#scopehal on 2023-11-20 — irc logs at libera.irclog.whitequark.org

2023-10-21 05:40 azonenberg changed the topic of #scopehal to: ngscopeclient, libscopehal, and libscopeprotocols development and testing | https://github.com/ngscopeclient/scopehal-apps | Logs: https://libera.irclog.whitequark.org/scopehal

00:14 juri__ has joined #scopehal

00:15 juri_ has quit [Ping timeout: 255 seconds]

00:19 <azonenberg> balrog, miek, tnt: when you get a chance can you let me know what make/model scope(s) you are actively using ngscopeclient with, and what commit hash of scopehal-apps you're testing with, and if there are any problems related to the scope driver?

00:20 <azonenberg> (and anyone else who wants to throw in a test report that's different, i don't need multiple reports of "works fine" or of the same bug)

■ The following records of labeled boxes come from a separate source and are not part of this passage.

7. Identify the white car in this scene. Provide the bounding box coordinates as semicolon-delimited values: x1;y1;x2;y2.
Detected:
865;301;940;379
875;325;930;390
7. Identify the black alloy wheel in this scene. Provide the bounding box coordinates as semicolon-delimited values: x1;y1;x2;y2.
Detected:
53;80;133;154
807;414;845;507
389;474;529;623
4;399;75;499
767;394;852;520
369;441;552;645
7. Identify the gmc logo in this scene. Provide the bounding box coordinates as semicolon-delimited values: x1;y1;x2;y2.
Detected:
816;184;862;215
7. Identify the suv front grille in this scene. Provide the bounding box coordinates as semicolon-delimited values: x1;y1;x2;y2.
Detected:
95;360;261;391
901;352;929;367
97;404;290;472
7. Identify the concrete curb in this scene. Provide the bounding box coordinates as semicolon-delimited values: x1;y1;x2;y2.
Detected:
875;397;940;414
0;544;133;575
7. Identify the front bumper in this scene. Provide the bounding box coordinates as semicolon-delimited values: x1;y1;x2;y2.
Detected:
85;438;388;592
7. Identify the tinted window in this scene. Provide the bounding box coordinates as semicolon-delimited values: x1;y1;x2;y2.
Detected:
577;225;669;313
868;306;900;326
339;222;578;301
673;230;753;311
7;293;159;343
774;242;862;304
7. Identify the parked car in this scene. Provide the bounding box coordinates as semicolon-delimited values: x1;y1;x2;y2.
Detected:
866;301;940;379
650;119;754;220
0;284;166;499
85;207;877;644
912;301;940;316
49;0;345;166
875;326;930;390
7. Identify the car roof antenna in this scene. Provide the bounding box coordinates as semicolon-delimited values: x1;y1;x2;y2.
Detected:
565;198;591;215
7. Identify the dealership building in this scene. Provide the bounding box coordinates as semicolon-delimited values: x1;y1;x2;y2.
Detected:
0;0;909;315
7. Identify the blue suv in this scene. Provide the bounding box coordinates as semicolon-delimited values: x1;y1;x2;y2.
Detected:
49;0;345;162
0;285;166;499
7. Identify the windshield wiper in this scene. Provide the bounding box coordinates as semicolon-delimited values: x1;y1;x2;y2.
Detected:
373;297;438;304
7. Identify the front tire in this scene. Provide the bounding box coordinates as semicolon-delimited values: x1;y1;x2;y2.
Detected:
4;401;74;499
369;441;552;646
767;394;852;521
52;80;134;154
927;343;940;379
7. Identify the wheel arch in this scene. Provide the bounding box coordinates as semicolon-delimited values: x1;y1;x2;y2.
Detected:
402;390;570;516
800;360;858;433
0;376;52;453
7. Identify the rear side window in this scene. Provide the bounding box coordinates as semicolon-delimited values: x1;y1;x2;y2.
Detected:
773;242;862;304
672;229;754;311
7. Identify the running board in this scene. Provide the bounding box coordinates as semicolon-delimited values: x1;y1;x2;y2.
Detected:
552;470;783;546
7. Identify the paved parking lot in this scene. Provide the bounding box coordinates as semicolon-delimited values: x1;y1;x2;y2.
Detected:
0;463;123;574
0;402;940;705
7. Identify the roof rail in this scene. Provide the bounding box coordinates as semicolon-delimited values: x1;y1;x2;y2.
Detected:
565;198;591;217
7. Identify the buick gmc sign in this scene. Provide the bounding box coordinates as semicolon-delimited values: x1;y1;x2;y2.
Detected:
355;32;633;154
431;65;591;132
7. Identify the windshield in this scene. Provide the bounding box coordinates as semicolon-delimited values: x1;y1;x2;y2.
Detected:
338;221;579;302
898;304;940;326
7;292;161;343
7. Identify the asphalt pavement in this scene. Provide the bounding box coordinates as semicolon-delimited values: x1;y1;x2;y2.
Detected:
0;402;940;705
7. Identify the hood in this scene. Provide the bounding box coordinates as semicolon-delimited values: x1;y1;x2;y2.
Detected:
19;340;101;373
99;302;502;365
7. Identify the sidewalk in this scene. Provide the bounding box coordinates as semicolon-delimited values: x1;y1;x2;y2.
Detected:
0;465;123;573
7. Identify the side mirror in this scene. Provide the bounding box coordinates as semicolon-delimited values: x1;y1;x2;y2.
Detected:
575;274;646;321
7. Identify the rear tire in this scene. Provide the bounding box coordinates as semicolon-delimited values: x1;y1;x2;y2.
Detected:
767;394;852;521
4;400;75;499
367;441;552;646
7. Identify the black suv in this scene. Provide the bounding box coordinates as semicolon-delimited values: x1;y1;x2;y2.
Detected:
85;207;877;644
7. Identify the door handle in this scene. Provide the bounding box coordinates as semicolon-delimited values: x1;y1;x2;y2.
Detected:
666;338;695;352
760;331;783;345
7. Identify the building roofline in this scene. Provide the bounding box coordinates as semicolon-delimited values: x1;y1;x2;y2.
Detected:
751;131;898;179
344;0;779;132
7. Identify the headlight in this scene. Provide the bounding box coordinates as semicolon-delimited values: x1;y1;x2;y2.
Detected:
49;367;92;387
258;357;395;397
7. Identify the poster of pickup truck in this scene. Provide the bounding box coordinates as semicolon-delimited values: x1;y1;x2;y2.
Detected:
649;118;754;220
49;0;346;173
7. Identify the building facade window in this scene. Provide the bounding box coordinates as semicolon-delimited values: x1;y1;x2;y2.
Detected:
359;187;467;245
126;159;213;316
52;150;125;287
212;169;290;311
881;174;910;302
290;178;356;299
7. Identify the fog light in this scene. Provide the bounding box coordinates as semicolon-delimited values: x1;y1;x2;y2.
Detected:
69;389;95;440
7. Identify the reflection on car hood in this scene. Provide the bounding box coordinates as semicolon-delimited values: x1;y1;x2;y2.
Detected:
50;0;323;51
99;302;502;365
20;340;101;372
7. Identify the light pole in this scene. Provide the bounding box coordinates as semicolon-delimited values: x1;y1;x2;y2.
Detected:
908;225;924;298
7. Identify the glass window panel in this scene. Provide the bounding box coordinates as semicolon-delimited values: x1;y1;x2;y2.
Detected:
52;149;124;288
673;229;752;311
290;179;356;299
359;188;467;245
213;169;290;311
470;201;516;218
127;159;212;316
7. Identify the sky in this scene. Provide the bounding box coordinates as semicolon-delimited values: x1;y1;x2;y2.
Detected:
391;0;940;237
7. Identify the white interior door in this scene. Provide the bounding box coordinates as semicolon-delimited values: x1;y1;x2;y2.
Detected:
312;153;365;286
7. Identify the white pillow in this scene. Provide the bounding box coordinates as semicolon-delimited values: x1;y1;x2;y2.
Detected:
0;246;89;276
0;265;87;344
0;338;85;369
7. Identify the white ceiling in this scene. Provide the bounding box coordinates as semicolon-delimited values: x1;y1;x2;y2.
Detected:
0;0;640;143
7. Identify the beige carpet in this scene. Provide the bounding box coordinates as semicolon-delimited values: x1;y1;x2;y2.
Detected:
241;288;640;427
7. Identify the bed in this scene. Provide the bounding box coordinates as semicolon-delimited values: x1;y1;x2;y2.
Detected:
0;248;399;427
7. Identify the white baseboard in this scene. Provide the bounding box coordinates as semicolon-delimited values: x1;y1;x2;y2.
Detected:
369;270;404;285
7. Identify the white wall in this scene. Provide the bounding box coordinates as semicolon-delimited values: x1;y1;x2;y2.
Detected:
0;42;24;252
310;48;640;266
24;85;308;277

00:20 <azonenberg> i'm trying to build out the dashboard we discussed on the last dev call at https://github.com/ngscopeclient/scopehal-apps/wiki

00:20 <azonenberg> it may move, and eventually i want some sort of semi automated way to report status

00:20 <azonenberg> but for starters, periodic reports of "X got scope Y working with commit Z" is a starting point

00:21 <d1b2> <azonenberg> also @hansemro same goes for you and whatever siglent you're testing on

00:48 juri__ has quit [Read error: Connection reset by peer]

00:48 juri_ has joined #scopehal

00:58 <d1b2> <miek__> @azonenberg i've been using it a bit lately on an Agilent MSO6104A, 0f7fe878d00085001dcaf6676bdc4f2c9cf8b775, no issues

01:08 juri_ has quit [Read error: Connection reset by peer]

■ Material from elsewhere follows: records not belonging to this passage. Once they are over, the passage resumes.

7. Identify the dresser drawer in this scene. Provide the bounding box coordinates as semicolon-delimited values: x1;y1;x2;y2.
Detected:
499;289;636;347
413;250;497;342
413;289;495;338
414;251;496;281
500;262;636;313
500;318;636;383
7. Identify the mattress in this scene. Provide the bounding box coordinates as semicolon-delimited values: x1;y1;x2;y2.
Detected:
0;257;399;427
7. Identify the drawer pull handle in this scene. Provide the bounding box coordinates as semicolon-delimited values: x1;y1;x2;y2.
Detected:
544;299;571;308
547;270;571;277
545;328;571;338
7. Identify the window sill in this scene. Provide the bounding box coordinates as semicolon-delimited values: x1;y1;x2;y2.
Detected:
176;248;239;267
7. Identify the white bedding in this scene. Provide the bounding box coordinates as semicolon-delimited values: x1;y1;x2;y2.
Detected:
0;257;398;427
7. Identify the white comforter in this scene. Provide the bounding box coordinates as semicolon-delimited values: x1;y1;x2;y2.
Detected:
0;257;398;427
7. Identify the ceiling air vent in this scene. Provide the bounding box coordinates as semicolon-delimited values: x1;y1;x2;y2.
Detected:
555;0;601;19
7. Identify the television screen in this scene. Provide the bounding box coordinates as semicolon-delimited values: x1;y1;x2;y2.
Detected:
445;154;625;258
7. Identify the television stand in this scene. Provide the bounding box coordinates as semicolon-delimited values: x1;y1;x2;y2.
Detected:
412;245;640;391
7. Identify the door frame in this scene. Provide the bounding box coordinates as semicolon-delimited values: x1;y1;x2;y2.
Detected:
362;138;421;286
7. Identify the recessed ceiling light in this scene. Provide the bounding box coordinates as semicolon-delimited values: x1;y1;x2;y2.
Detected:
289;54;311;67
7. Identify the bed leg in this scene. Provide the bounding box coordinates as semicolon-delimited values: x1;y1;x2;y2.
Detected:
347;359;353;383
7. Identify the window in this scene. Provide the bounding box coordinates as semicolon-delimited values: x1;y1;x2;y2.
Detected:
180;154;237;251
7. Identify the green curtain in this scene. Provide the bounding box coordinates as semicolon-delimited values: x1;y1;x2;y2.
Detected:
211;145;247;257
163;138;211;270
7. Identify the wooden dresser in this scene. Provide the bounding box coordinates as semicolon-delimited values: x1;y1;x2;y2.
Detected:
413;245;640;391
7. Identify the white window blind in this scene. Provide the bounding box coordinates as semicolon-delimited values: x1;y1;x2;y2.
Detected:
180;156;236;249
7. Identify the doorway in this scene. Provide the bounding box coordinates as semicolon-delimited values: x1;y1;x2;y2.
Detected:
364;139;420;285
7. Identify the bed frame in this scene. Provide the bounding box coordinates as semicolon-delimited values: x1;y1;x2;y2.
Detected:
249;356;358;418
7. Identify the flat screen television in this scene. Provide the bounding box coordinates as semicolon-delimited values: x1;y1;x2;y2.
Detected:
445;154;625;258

01:09 juri_ has joined #scopehal

01:22 <_whitenotifier-b> [scopehal-apps] juh2600 opened issue #632: "Setup > Manage instruments" menu item disabled after opening it once - https://github.com/ngscopeclient/scopehal-apps/issues/632

01:37 <_whitenotifier-b> [scopehal-apps] azonenberg pushed 1 commit to master [+0/-0/±1] https://github.com/ngscopeclient/scopehal-apps/compare/ecc525e6d344...1cb68dba7847

01:37 <_whitenotifier-b> [scopehal-apps] azonenberg 1cb68db - Fixed bug where m_manageInstrumentsDialog was not set to null when the dialog was closed, making it impossible to re-open the dialog after closing it once. Fixes #632.

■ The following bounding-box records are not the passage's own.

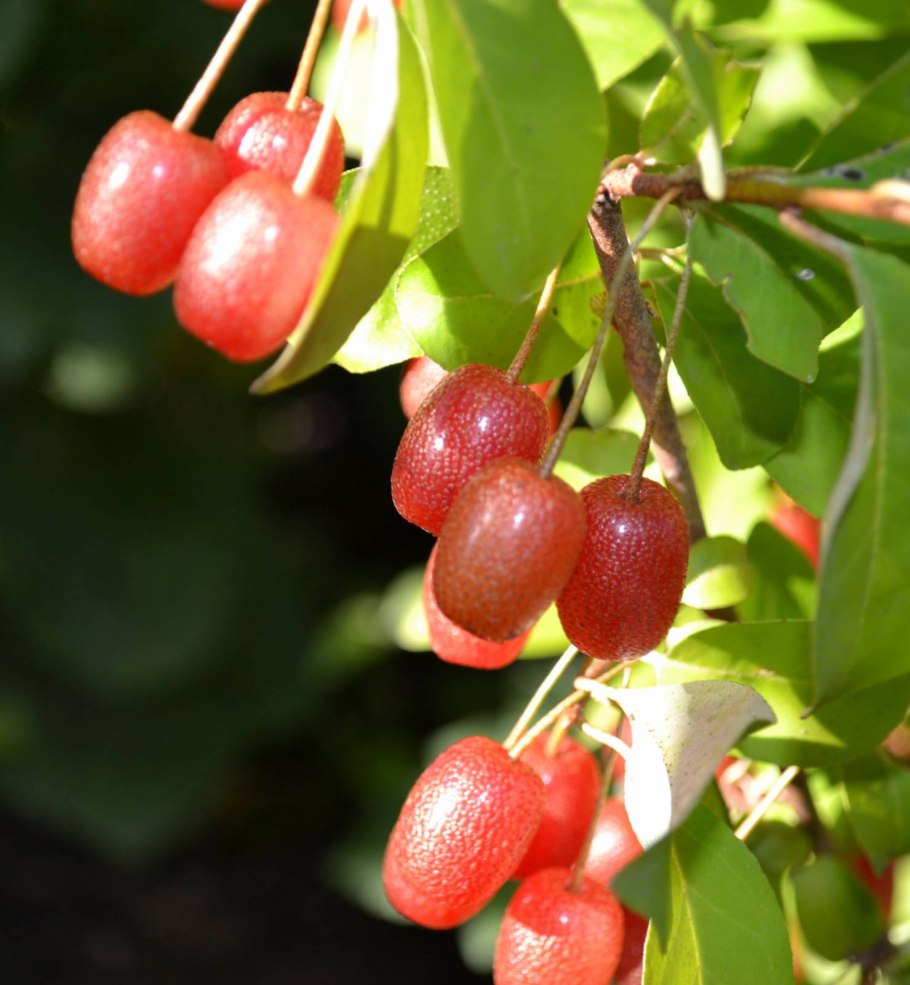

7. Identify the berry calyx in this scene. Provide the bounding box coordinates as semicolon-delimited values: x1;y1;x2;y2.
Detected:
585;797;642;886
174;171;338;361
493;868;624;985
512;733;600;879
423;547;531;670
433;458;585;643
71;110;227;295
214;92;344;202
382;736;543;929
556;475;689;660
392;363;548;535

01:37 <_whitenotifier-b> [scopehal-apps] azonenberg closed issue #632: "Setup > Manage instruments" menu item disabled after opening it once - https://github.com/ngscopeclient/scopehal-apps/issues/632

02:30 <_whitenotifier-b> [scopehal] juh2600 opened issue #815: Stack smashing or FPE when changing coupling DC > Ground > DC - https://github.com/ngscopeclient/scopehal/issues/815

02:30 <d1b2> <david.rysk> Haven't been running/testing lately, when I do it's with a Siglent usually

03:10 <azonenberg> juh: so i see "failed to read 0 bytes" in the log

03:11 <juh> aye, and failed to bind to an empty buffer or something like that

03:11 <juh> I'm wondering if the rigol maybe just doesn't report anything when a channel is coupled to ground?

03:11 <azonenberg> I suspect these are all related and the root cause is earlier on in the trace

03:12 <azonenberg> Shouldn't be the case. ground coupling is normally used to measure the scope's inherent noise level

03:12 <azonenberg> and generally to establish a baseline for the frontend performance when it's not measuring anything

03:12 <azonenberg> the better question is if ds1000z even supports ground coupling

03:12 <azonenberg> and if it doesn't perhaps it misbehaves when you try to enable it

03:13 <juh> mine supports it, yeah...or at least says it does

03:13 <azonenberg> yeah ok

03:13 <azonenberg> so that's not the problem then

03:14 <azonenberg> anyway at this point my assumption (which might be disproven later) is that something is scribbling over memory and that the sigfpe and stack smashing are dependent on random elements of e.g. what waveform data gets dumped over some other variable

03:19 <azonenberg> juh: the ground coupling is key here?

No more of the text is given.